When all those speakers were put in cabinets, they had to be modified—not to affect sound quality, but to ensure they resembled the ones in the Dead’s Wall. Some baffles were sponge-painted to look like the cork used on the original’s JBL speakers, while a few dust caps were painted silver to replicate aluminum. The original speakers had front-facing clips so that they could be yanked out and replaced mid-show if needed; Coscia ordered 1,200 custom-made clips to put on his cabinets purely for the aesthetics, but with only 200 delivered so far, he hasn’t installed them yet.

That’s fine, as he faces a far greater challenge at the moment. To borrow a Grateful Dead phrase that seems particularly appropriate given our surroundings, Anthony Coscia is looking for a miracle.



The half-scale Wall temporarily moved into the church last fall thanks to a Dead fan who had just bought the building. It was a lucky break for Coscia, who needed the room to properly assemble and fine-tune the system. However, that time of largess is coming to an end: The Wall of Sound has to move out by mid-May so that the building can be renovated to house a music charity, Spread Music Now.

“It will kill me if I have to put the Wall into storage,” says Coscia, not because of the effort or cost, but because the Wall will be harder to sell if it can’t be seen and heard.

If he can’t sell it in time, Coscia’s hoping to find a local venue to partner with—one big enough to keep the Wall on its stage and give visiting bands the option to use it or the house system. “I’m willing to split revenues or whatever; we’ll make it work for everybody,” he says, adding that he gets emails daily from bands asking to play through it and Deadheads who want to hear it.

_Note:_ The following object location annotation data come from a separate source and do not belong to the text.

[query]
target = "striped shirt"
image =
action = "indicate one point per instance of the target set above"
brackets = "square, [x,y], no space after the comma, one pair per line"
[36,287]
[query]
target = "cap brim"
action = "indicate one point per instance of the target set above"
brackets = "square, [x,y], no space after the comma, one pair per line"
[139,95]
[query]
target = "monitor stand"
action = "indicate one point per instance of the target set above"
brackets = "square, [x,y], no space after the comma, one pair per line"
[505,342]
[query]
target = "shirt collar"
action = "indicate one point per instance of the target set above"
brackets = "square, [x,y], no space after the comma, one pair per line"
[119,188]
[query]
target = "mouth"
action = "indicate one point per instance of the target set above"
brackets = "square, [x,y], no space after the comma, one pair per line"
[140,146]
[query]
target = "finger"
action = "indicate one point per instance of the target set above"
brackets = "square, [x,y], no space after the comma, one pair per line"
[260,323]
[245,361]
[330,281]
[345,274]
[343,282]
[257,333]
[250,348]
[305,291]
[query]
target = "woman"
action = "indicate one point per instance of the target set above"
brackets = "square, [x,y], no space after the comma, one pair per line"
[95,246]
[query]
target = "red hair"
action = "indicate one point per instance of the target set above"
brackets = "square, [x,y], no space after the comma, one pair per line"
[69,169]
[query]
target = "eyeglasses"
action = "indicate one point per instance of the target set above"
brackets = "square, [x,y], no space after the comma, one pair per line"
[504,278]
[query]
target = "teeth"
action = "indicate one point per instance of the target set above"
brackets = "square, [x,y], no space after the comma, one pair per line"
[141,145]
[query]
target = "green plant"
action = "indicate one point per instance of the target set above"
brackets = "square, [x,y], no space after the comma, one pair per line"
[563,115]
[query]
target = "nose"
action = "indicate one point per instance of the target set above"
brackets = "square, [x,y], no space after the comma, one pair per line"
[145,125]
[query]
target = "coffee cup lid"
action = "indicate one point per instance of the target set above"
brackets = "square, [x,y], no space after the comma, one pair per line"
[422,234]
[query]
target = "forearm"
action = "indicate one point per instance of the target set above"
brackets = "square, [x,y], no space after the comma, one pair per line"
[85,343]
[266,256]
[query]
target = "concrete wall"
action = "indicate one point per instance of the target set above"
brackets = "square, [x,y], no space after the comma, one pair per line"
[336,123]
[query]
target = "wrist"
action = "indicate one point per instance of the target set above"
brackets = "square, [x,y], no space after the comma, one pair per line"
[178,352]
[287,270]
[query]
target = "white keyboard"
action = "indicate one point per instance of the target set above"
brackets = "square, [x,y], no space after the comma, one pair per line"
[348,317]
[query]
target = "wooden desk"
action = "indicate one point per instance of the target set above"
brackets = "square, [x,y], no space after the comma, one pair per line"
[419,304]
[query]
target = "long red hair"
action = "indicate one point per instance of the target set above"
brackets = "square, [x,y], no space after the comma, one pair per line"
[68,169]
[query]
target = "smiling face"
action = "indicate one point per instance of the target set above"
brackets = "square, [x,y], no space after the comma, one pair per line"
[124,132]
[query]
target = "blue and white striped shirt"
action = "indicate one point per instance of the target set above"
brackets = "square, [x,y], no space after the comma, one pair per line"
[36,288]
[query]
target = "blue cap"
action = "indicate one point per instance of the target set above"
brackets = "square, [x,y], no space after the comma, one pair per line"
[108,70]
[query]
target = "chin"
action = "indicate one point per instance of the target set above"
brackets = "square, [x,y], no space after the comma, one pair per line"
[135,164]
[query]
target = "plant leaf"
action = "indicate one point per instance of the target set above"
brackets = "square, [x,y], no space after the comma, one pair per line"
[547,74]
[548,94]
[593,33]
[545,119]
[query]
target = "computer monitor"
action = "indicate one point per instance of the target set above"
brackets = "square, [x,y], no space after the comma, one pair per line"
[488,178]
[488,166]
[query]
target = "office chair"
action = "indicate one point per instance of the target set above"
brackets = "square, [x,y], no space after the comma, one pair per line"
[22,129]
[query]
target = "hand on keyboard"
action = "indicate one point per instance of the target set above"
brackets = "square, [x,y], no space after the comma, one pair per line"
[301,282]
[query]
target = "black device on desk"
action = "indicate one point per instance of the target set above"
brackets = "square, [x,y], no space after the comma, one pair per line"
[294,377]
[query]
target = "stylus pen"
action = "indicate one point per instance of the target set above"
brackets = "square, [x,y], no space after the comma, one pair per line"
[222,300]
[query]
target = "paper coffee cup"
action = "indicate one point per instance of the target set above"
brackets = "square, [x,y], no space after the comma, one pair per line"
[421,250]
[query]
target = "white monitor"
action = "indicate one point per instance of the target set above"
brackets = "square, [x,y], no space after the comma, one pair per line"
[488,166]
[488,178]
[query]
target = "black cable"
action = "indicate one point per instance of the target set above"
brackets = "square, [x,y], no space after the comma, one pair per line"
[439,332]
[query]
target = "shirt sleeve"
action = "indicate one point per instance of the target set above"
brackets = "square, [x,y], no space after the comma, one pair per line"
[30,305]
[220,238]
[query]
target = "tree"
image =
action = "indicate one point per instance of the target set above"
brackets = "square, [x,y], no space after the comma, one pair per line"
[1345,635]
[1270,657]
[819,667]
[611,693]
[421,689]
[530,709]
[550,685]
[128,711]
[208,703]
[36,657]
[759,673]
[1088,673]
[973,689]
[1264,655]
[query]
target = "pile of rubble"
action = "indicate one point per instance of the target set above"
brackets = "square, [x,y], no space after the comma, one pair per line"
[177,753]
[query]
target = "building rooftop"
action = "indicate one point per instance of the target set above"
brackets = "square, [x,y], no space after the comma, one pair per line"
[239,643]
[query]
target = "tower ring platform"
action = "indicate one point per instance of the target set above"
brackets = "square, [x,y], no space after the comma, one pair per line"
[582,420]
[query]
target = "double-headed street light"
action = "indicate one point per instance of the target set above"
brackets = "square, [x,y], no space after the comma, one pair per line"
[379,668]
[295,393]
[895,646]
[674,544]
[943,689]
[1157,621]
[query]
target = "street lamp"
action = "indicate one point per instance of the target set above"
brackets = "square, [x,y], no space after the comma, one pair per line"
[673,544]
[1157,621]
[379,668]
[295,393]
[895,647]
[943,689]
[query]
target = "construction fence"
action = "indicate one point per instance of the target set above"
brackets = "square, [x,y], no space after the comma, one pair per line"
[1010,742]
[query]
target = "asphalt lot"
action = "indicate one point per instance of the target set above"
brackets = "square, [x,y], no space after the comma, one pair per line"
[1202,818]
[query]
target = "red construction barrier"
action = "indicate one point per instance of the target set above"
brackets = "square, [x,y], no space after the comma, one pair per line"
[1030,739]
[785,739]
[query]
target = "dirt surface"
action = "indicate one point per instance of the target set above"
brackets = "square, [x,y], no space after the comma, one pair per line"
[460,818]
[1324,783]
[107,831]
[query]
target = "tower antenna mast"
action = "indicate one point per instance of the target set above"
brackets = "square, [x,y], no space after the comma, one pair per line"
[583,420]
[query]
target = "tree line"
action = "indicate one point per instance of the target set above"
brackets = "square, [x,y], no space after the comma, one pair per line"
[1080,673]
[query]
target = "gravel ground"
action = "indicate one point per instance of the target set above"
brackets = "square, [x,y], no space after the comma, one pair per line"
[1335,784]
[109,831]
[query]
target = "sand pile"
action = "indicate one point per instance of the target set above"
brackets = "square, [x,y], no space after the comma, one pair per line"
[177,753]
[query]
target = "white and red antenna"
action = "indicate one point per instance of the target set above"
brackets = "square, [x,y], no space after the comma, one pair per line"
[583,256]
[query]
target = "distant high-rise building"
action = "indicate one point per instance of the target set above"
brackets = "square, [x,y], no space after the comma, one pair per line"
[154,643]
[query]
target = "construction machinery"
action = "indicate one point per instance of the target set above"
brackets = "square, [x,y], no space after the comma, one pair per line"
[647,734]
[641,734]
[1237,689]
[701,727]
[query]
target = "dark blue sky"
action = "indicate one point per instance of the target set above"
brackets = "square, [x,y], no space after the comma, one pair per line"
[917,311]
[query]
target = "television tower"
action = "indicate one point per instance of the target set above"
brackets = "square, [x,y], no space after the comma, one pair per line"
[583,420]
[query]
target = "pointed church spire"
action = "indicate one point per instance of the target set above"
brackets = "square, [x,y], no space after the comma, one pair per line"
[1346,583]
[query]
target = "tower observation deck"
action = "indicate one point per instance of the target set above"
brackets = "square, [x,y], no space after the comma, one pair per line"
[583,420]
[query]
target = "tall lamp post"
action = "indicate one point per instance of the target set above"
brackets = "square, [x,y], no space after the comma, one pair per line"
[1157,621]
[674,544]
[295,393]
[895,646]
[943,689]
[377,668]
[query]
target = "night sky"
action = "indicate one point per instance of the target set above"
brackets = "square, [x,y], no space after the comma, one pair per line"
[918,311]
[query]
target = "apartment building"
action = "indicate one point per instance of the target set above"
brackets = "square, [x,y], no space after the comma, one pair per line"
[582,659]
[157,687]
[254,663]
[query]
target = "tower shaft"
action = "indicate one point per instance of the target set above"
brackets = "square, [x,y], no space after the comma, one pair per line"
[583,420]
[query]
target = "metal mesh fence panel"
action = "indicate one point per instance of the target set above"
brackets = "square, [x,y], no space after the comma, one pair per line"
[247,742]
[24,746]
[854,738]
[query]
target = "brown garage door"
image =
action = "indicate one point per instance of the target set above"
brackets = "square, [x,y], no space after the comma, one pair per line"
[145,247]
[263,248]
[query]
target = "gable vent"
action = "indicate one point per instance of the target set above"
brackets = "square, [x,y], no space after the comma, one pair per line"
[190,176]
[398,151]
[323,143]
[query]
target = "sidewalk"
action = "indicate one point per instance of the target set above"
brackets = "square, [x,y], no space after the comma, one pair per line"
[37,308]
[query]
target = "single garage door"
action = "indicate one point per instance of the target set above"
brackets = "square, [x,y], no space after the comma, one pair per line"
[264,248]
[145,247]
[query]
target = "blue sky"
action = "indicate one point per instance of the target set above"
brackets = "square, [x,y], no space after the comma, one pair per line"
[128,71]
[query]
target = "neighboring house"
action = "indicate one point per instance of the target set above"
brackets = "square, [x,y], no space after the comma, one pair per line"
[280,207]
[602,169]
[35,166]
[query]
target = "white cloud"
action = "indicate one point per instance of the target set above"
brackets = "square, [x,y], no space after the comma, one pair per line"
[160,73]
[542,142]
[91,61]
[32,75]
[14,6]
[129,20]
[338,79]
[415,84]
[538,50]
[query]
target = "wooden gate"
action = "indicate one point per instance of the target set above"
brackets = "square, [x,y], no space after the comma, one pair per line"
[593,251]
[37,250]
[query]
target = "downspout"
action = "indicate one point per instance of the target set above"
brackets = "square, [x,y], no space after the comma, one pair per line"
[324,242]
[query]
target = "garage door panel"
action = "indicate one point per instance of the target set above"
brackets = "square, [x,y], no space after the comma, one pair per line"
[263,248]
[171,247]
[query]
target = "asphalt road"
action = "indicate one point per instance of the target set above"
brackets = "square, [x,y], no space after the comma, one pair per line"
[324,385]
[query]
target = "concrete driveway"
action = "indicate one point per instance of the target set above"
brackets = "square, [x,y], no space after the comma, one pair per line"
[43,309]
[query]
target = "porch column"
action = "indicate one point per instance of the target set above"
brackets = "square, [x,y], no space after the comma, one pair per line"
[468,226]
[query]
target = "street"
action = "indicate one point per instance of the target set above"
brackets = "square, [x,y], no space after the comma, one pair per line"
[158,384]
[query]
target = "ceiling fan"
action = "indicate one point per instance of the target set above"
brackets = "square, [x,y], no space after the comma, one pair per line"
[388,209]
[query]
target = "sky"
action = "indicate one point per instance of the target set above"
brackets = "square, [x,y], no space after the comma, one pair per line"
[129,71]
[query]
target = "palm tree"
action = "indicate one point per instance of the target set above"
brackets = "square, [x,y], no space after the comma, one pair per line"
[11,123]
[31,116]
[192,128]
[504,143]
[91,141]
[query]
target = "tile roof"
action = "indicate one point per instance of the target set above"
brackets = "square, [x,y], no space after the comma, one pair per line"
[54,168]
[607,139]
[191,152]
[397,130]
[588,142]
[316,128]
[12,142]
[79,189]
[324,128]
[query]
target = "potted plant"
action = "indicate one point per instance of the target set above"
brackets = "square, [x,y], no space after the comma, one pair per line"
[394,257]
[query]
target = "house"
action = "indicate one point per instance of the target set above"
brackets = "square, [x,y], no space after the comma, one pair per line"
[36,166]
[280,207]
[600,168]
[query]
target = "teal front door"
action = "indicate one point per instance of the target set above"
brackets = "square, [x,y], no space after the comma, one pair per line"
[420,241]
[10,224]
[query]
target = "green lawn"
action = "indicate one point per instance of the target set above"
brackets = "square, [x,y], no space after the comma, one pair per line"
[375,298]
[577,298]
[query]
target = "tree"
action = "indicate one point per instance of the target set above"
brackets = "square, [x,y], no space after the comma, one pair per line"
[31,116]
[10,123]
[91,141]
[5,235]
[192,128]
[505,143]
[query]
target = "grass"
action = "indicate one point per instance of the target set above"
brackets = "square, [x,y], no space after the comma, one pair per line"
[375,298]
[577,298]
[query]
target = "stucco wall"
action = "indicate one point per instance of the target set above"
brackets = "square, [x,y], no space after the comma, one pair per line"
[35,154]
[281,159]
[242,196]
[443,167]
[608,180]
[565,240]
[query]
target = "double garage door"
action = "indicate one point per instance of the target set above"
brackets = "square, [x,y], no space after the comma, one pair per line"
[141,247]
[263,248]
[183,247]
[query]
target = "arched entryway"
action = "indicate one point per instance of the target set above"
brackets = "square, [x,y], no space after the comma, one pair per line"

Coscia is confident he can beat the clock and get the half-scale Wall out of his hair one way or another. He needs to, in order to vacate the church, avoid renting storage lockers, recoup thousands invested in the project, and much more, but there is one reason above all why he needs to do it—a reason that looms as large as the massive sound system itself: The funds will help him build a final, full-scale Wall of Sound in time for 2024—the system’s 50th anniversary.